Tiefdruckgebiet VALENTINA

(getauft am 22.09.2020)

 

In der letzten Septemberdekade wurde das Wetter in West- und Mitteleuropa mit Ausnahme von Hochdruckgebiet MANFRED fast ausschließlich von Tiefdruckgebieten, auch Zyklonen genannt, beherrscht. Zu Beginn der Dekade sollte durch die Verlagerung einer Wellenstörung von Island nach Süden ein Tiefdruckgebiet geboren werden, welches am 22. September 2020 von den Meteorologen der Berliner Wetterkarte in der Prognose für den 23. September auf den Namen VALENTINA getauft wurde. Da sich Tief VALENTINA erst in den Morgenstunden des 23. Septembers bildete, konnte es auf der Bodenanalysekarte von 00 Uhr UTC am selbigen Tag noch nicht analysiert werden. Aus diesem Grund tauchte die Zyklone namentlich erst in der 00 Uhr UTC Bodenwetterkarte des 24. September auf.

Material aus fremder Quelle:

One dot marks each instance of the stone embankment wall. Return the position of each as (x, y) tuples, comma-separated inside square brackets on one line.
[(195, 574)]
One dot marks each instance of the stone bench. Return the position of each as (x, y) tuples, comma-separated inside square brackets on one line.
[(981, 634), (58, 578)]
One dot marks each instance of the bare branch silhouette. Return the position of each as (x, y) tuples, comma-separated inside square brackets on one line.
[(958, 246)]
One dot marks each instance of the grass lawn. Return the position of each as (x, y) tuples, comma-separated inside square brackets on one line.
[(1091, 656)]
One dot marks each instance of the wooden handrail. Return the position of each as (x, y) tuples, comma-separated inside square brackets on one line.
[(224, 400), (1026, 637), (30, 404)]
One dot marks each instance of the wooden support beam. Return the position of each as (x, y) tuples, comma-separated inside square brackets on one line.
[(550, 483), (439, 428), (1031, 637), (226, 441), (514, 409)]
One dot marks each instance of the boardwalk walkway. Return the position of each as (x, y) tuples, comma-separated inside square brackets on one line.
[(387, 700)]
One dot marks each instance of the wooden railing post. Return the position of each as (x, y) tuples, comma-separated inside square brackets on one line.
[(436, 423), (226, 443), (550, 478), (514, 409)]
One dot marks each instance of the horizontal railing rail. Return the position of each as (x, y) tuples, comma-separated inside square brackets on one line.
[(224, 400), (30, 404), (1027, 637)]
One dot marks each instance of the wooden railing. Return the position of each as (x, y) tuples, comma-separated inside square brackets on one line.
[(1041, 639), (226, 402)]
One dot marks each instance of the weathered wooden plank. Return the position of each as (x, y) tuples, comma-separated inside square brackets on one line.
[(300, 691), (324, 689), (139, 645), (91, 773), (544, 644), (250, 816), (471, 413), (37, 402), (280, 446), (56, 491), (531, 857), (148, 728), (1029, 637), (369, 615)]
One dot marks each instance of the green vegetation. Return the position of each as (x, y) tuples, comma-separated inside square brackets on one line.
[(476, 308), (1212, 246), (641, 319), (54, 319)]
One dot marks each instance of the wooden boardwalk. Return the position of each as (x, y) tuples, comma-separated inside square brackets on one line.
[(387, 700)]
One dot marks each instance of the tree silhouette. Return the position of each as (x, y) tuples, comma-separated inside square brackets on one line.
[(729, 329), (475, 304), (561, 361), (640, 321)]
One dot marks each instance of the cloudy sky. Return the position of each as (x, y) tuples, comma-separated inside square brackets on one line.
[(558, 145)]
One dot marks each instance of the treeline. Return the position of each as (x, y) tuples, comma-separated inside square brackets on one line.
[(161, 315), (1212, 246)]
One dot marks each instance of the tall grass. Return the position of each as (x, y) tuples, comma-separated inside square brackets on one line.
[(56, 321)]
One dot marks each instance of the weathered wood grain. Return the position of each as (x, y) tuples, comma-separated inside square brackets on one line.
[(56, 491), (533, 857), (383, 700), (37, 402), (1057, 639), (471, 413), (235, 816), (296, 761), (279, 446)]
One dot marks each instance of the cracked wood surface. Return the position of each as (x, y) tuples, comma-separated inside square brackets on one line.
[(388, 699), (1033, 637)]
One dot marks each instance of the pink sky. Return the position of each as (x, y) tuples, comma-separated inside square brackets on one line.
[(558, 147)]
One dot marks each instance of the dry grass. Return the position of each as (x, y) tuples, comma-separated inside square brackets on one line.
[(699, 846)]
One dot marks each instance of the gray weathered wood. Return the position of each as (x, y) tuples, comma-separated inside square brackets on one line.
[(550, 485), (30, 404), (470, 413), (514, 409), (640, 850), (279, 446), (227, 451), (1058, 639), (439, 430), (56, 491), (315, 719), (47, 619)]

Zu diesem Zeitpunkt lag die Zyklone mit ihrem Kern zentral über der Nordsee und wies einen Kerndruck von unter 990 hPa auf. Es hatte sich eine Warm- sowie eine Kaltfront gebildet, welche in nordöstliche Richtung bis nördlich von Stockholm reichte und dort in die Kaltfront eines unbenannten Tiefs über dem Nordkap, dem nördlichsten Punkt des europäischen Festlandes, überging bzw. bogenförmig vom Kern aus um Amsterdam sowie Brüssel verlaufend und schließlich über Bordeaux sowie der nördlichen Grenze Portugals bis über den Nordatlantik reichte. Aufgrund der enormen geographischen Ausdehnung der Fronten, war das Wetter von fast allen Ländern in Mittel- und Westeuropa an diesem Tag von der Zyklone beeinflusst worden. Auf Grund der Drehrichtung von Tiefdruckgebieten (auf der Nordhalbkugel gegen den Uhrzeigersinn) gelangten im Osten der Zyklone warme Luftmassen Richtung Skandinavien. Im südlichen Teil Schwedens beispielsweise wurden am 20. September verbreitet nur 12 bis 17°C als Tagesmaximum gemessen, wohingegen am 24. September verbreitet Werte von 18 bis 24°C registriert wurden. Besonders groß war der Unterschied an der Station auf Visby, einer Stadt auf der schwedischen Ostseeinsel Gotland, wo die Temperatur im genannten Zeitraum um 9 Kelvin auf 24°C anstieg. Die Niederschläge fielen großräumig entlang der Fronten aus, so wurden in der Westhälfte Deutschlands innerhalb von 12 Stunden bis 06 Uhr UTC meist einstellige Niederschlagsmengen registriert, mit Ausnahme des äußersten Nordwestens, wo nahe Husum Werte bis zu 14 l/m² erreicht wurden. Die meisten Niederschläge in diesem Intervall wurden allerdings wieder in Skandinavien registriert, mit Spitzenwerten bis an die 50 l/m² wie an der Norwegischen Station Konsmo-Hoyland im südlichen Teil Norwegens mit 49 l/m².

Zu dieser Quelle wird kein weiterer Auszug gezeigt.